The reality is that the 'poor exploited client' story doesn't stand up. If I bought a 40in TV in the pub for £50, the police would justly accuse me of knowingly receiving stolen goods, and I find it hard to believe that those clients with rock-bottom fees believe that's how the agency earns its money. Five minutes with the back of a fag packet should suffice. This isn't just passivity. I've been asked by clients to subsidise fees from media rebates and even other clients' accounts; requests I'm sure were agreed to elsewhere.
Digital or offline, it's time advertisers and agencies put probity back on the map, which won't happen until clients respect agencies' right to make a return.

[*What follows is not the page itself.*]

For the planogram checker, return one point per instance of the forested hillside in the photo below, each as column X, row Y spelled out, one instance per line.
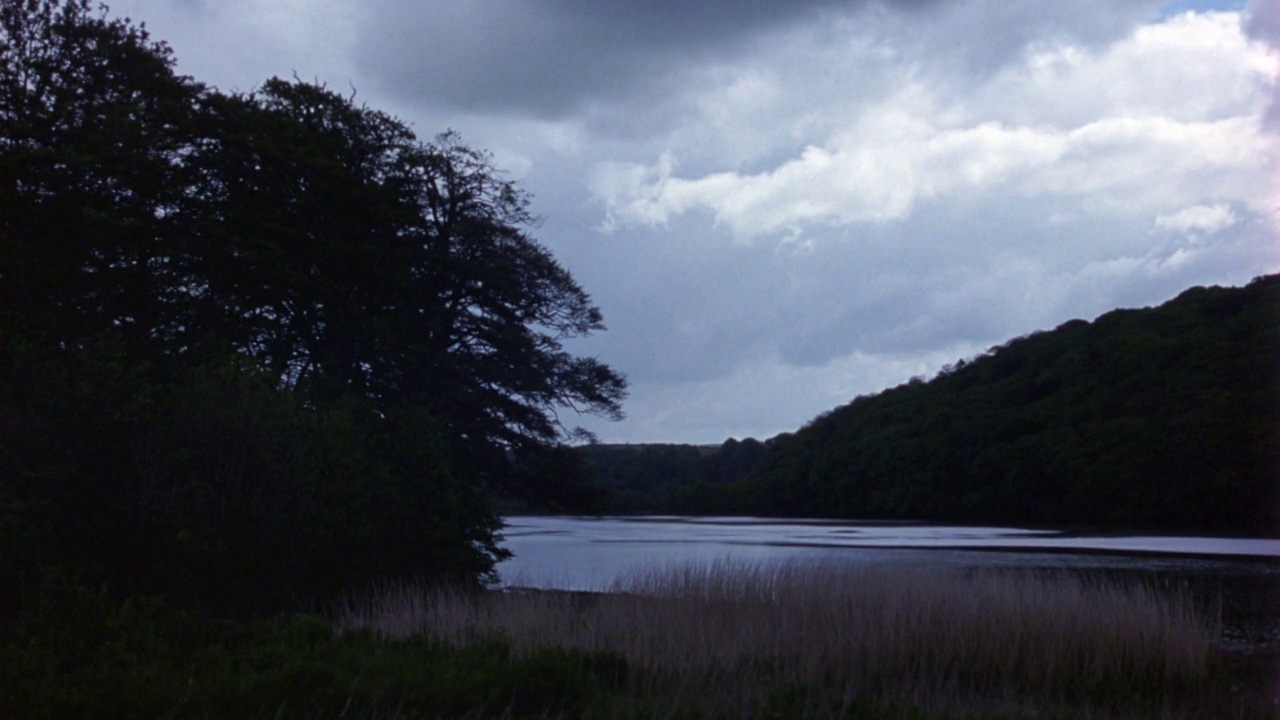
column 668, row 478
column 1164, row 418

Andrew Walmsley is a digital pluralist
30 SECONDS ON ... SIR MARTIN SORRELL'S ECONOMIC SHAPES
- In August, WPP chief executive Sir Martin Sorrell described the global economic recovery as 'LuVVy-shaped'. In a financial report to the City, he wrote: 'The expected LUV recovery - L-shaped in western Europe, U-shaped in the US and V-shaped in (Brazil, Russia, India and China and the emerging economies) - is now more LVV-shaped, with the US, in particular, recovering much more strongly than anticipated.'
- In a lecture in 2009, Sorrell said the world was experiencing an 'L-shaped' recession, which should not be confused with the 'bath-shaped' recession of the early 90s. His speech was entitled 'Recession. Bath, shower or whirlpool, which is it to be?'
- It should be noted that last year's recession, according to Sorrell, was actually 'italicised-L-shaped', which denotes a decline followed by 'a flattish recovery with some upside'.
- Sorrell is expected to unveil his next ideogram to the City in 2011.